TED Talks are a great way for the world’s most brilliant people to communicate highly advanced or technical content in a very easy and entertaining format. We have gathered some of the great talks about human behavior below. There are tons more and we encourage you to go to TED.com for hundreds of hours of high quality entertainment and education in all sorts of fields.
We hope you will enjoy these 10 talks from the world of human behavior and its innovators and deep thinkers.
At Stanford University, primatologist Robert Sapolsky offers a fascinating and funny look at human behaviors which the rest of the animal kingdom would consider bizarre.
Behavioral economist Dan Ariely, the author of Predictably Irrational, uses classic visual illusions and his own counterintuitive (and sometimes shocking) research findings to show how we’re not as rational as we think when we make decisions.
Steven Pinker’s book The Blank Slate argues that all humans are born with some innate traits. Here, Pinker talks about his thesis, and why some people found it incredibly upsetting.
“Life comes at us very quickly, and what we need to do is take that amorphous flow of experience and somehow extract meaning from it.” In this funny, enlightening talk, educational psychologist Peter Doolittle details the importance — and limitations — of your “working memory,” that part of the brain that allows us to make sense of what’s happening right now.
Using examples from vacations to colonoscopies, Nobel laureate and founder of behavioral economics Daniel Kahneman reveals how our “experiencing selves” and our “remembering selves” perceive happiness differently. This new insight has profound implications for economics, public policy — and our own self-awareness..
Sensing the motives and feelings of others is a natural talent for humans. But how do we do it? Here, Rebecca Saxe shares fascinating lab work that uncovers how the brain thinks about other peoples’ thoughts — and judges their actions.
Psychologist Barry Schwartz takes aim at a central tenet of western societies: freedom of choice. In Schwartz’s estimation, choice has made us not freer but more paralyzed, not happier but more dissatisfied.
Alain de Botton
Alain de Botton examines our ideas of success and failure — and questions the assumptions underlying these two judgments. Is success always earned? Is failure? He makes an eloquent, witty case to move beyond snobbery to find true pleasure in our work.

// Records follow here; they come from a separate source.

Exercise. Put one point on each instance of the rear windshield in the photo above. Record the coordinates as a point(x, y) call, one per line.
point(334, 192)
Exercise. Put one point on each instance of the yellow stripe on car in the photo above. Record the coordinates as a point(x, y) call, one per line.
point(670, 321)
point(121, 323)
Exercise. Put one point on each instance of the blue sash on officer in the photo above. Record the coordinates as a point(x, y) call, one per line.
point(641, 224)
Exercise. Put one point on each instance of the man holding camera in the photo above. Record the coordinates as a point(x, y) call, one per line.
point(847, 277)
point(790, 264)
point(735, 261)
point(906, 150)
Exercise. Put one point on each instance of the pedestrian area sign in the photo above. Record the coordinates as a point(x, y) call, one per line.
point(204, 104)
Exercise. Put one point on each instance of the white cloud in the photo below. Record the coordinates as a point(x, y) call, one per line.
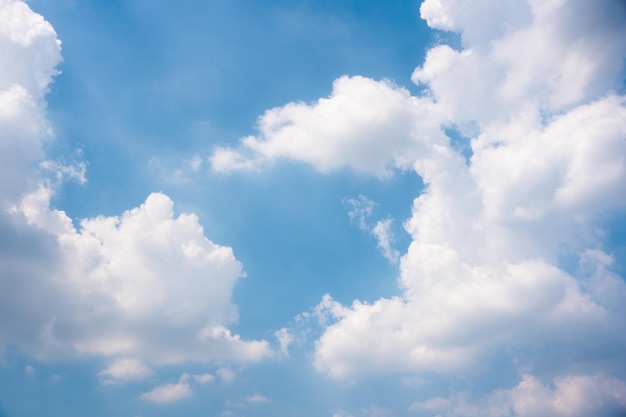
point(204, 378)
point(571, 396)
point(30, 53)
point(146, 285)
point(547, 135)
point(126, 369)
point(285, 339)
point(361, 209)
point(169, 392)
point(226, 374)
point(365, 125)
point(257, 398)
point(384, 237)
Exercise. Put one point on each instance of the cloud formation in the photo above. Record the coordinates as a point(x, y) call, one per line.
point(537, 92)
point(547, 137)
point(143, 287)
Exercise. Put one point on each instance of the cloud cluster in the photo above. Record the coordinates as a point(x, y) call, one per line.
point(365, 125)
point(143, 287)
point(535, 91)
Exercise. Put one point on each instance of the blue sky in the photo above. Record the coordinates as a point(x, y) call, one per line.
point(312, 208)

Sheena Iyengar studies how we make choices — and how we feel about the choices we make. At TEDGlobal, she talks about both trivial choices (Coke v. Pepsi) and profound ones, and shares her groundbreaking research that has uncovered some surprising attitudes about our decisions.
Are we born to be optimistic, rather than realistic? Tali Sharot shares new research that suggests our brains are wired to look on the bright side — and how that can be both dangerous and beneficial.